Understanding a replacement cost policy
Let’s begin with an example. Personal property coverage is when your home will pay for repairs or replacement of your personal belongings. This applies if they are damaged by a covered risk, such as a fire, or stolen from you.
Let us assume for the sake of explanation that your home’s television was stolen from your living room. If you have a replacement cost policy, the policy replacement cost coverage, allows you to purchase the same television or one of similar quality and cost.
A replacement cost policy will not calculate any depreciation while reimbursing you for stolen or damaged property. In fact, if the cost of the property being replaced has increased since the time it was originally bought, the difference in cost will also be covered.
How does that differ from an actual cash value policy?
An actual cash value policy will also reimburse to repair or replace property, but not the amount you spent to acquire the property. ACL policies calculate depreciation on the property in question. This means you will receive less than the original value of the property.
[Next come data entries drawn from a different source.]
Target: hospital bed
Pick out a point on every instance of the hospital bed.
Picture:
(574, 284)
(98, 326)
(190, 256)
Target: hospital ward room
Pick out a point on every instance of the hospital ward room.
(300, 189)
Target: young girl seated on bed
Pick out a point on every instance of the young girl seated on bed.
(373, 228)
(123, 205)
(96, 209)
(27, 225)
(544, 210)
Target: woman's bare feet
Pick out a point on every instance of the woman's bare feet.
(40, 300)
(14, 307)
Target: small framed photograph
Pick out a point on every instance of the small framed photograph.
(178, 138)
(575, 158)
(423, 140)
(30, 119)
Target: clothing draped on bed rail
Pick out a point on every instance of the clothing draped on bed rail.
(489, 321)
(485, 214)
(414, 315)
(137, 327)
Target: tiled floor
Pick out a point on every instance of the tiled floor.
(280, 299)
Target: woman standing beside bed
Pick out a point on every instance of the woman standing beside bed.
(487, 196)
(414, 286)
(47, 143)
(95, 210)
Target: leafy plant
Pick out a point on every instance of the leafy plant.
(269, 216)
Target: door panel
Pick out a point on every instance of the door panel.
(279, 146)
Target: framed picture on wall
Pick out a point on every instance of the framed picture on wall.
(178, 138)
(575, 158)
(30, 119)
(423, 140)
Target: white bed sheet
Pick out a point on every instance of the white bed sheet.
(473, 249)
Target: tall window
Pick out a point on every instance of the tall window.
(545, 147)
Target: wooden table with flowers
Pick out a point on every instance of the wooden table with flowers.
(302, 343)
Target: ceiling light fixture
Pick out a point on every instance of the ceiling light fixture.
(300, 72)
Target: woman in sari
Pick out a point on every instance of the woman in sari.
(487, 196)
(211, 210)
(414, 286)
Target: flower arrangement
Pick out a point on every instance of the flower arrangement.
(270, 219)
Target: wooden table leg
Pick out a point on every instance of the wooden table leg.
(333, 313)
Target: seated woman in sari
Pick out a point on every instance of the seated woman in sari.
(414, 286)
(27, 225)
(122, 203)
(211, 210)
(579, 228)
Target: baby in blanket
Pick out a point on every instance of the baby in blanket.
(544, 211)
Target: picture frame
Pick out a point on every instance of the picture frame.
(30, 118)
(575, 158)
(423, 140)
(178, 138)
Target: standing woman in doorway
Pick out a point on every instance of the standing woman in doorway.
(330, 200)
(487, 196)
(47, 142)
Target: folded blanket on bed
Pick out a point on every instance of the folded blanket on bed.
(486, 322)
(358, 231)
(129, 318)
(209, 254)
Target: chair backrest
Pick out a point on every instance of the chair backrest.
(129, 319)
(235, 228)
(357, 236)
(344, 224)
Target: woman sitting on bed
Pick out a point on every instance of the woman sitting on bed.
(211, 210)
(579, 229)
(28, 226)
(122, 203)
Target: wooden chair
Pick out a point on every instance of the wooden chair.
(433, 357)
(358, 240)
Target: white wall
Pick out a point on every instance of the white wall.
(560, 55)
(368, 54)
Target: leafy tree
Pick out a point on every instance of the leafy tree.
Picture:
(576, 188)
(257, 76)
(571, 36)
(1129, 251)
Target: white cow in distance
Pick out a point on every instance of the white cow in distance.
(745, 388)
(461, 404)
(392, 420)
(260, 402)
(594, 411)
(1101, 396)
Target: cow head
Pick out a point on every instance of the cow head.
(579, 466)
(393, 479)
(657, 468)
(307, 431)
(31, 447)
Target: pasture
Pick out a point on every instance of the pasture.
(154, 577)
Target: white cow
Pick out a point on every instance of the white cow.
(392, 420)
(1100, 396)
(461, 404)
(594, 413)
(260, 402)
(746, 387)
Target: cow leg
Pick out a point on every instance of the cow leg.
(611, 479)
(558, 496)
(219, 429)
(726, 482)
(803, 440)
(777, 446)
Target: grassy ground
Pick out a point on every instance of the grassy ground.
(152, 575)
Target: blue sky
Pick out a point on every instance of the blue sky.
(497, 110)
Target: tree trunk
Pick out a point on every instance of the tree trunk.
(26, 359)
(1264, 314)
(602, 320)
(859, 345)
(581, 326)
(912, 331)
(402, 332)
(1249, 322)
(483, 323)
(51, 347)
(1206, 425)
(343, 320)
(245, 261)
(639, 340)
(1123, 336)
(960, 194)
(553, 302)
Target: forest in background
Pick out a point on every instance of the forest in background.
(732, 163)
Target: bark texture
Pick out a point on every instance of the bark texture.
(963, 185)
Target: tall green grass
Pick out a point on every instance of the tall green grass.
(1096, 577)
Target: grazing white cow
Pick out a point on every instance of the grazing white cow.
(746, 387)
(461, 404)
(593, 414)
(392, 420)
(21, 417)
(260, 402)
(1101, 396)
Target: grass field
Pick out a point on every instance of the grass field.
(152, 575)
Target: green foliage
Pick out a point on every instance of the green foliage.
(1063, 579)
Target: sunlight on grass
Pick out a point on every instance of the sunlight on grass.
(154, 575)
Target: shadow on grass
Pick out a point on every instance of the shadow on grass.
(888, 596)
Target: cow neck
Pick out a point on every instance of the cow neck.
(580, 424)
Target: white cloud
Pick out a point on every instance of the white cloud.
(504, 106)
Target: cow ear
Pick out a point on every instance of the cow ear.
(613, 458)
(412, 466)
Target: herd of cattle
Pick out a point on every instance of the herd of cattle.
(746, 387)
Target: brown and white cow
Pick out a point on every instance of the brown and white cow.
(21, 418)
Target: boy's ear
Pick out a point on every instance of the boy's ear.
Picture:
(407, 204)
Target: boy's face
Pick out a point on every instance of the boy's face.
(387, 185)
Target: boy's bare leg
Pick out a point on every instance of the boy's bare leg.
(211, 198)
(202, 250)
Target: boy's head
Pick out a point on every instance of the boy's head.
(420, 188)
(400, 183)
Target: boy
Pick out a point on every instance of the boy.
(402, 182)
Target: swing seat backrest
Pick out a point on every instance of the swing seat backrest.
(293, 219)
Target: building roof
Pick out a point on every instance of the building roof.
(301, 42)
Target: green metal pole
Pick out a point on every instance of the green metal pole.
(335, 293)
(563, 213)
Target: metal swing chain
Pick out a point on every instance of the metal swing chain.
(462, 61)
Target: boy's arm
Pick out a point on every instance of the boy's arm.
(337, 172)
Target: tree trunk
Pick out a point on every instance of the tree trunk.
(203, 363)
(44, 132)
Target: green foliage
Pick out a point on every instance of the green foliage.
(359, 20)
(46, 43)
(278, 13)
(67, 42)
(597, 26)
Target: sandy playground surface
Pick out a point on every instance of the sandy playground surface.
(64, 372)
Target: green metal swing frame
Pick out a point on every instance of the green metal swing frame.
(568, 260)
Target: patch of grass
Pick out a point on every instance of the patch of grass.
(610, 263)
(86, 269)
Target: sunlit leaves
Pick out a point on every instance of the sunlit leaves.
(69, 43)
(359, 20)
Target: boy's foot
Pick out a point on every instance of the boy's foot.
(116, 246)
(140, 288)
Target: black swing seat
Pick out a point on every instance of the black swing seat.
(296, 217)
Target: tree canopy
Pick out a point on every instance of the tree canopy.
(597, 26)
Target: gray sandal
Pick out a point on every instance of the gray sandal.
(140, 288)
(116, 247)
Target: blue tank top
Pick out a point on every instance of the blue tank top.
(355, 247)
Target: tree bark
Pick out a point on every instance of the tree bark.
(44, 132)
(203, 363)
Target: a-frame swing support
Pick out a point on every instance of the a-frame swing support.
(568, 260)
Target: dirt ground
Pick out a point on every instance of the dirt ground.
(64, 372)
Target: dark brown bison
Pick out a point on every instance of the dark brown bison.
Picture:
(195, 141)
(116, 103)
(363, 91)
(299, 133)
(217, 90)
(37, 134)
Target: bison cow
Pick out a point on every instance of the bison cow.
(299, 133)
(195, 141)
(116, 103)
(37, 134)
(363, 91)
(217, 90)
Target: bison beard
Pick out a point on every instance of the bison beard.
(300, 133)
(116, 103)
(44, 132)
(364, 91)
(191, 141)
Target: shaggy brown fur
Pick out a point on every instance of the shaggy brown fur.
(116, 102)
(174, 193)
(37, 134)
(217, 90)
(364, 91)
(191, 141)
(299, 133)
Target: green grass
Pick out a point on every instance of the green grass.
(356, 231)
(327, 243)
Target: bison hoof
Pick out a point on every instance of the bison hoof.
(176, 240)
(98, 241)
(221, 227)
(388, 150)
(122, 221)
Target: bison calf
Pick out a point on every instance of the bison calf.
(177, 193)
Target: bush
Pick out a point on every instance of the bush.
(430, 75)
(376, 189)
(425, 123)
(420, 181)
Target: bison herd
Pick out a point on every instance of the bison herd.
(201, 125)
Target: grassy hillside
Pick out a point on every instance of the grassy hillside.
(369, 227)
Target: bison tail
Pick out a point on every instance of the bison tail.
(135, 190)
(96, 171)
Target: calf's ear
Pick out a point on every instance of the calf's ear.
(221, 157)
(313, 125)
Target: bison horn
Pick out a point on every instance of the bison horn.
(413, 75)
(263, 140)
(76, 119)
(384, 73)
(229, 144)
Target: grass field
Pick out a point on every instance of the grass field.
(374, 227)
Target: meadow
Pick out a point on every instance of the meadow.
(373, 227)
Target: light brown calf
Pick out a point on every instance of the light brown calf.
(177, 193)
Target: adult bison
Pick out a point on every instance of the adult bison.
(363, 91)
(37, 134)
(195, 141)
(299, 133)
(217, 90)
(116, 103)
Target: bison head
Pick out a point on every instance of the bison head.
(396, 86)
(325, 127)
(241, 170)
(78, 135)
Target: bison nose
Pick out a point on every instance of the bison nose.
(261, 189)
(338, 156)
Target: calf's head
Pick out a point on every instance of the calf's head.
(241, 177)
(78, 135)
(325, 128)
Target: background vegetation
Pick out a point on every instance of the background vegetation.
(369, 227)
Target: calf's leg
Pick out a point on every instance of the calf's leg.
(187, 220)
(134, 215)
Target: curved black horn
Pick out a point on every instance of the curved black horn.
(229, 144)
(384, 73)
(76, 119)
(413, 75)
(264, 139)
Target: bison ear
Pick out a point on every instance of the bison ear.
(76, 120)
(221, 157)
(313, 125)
Always keep a detailed inventory of appliances you have in your home, and stay updated with what it will cost you to replace them. This will make processing your personal property replacement cost claim easier.
Will a replacement cost policy pay my home’s replacement cost?
A part of most homeowners insurance policies is what is called dwelling coverage. Dwelling coverage ensures you get paid the cost of rebuilding your home. If you are using similar materials and if it is damaged due to a covered risk. This includes the basic structure of your home.
For example, if your kitchen is damaged by a fire, then the policy will pay for you to refurbish your kitchen, including cabinets, using the same or similar materials as before. If your entire home is damaged, it will cover the cost to rebuild your home with similar materials as what existed. All of this without generally taking into account factors such as depreciation due to age.
So you live in an older home that used construction materials that are not currently in use. And it has lead pipes or plaster walls, for example. In this case, it would be advisable for you to choose modified replacement cost coverage. That way, the construction costs of rebuilding your home using alternative materials more commonly used today will be covered.
There are two other endorsements of replacement cost policies that you need to be aware of.
Let’s assume your home gets damaged in a fire. The cost of your home being rebuilt is estimated at $400,000, considering current material rates. If your replacement cost policy is valued only at $350,000, the remaining $50,000 will need to be paid out of your pocket.
However, a guaranteed replacement cost coverage will ensure you get reimbursed for the difference in construction costs as well.
An extended replacement cost coverage is similar to a guaranteed replacement cost policy but differs in one aspect. An extended replacement cost policy will fix a limit above the coverage limit of the policy as a buffer to pay for an increase in rebuilding costs.
This coverage limit is normally between 25% and 30% of the coverage limit of the policy. Let us consider our previous example. If the cost of rebuilding your home is $350,000, while your policy covers only $300,000. A buffer of 25% would more than cover the difference in cost.
Keep in mind though, that choosing any of these extra endorsements is likely to increase your annual premium by a fair amount.
Read more: Why did my home insurance go up
Always keep a record of any modifications, home renovations, and remodels you have made on your home. It is likely to affect how much your home insurance is valued. It will help you keep your policy updated with current construction costs.
Always remember that if your property suffers a covered loss, you will need to pay your home insurance company a deductible before your insurance coverage pays for expenses. This is regardless of the type of coverage you choose.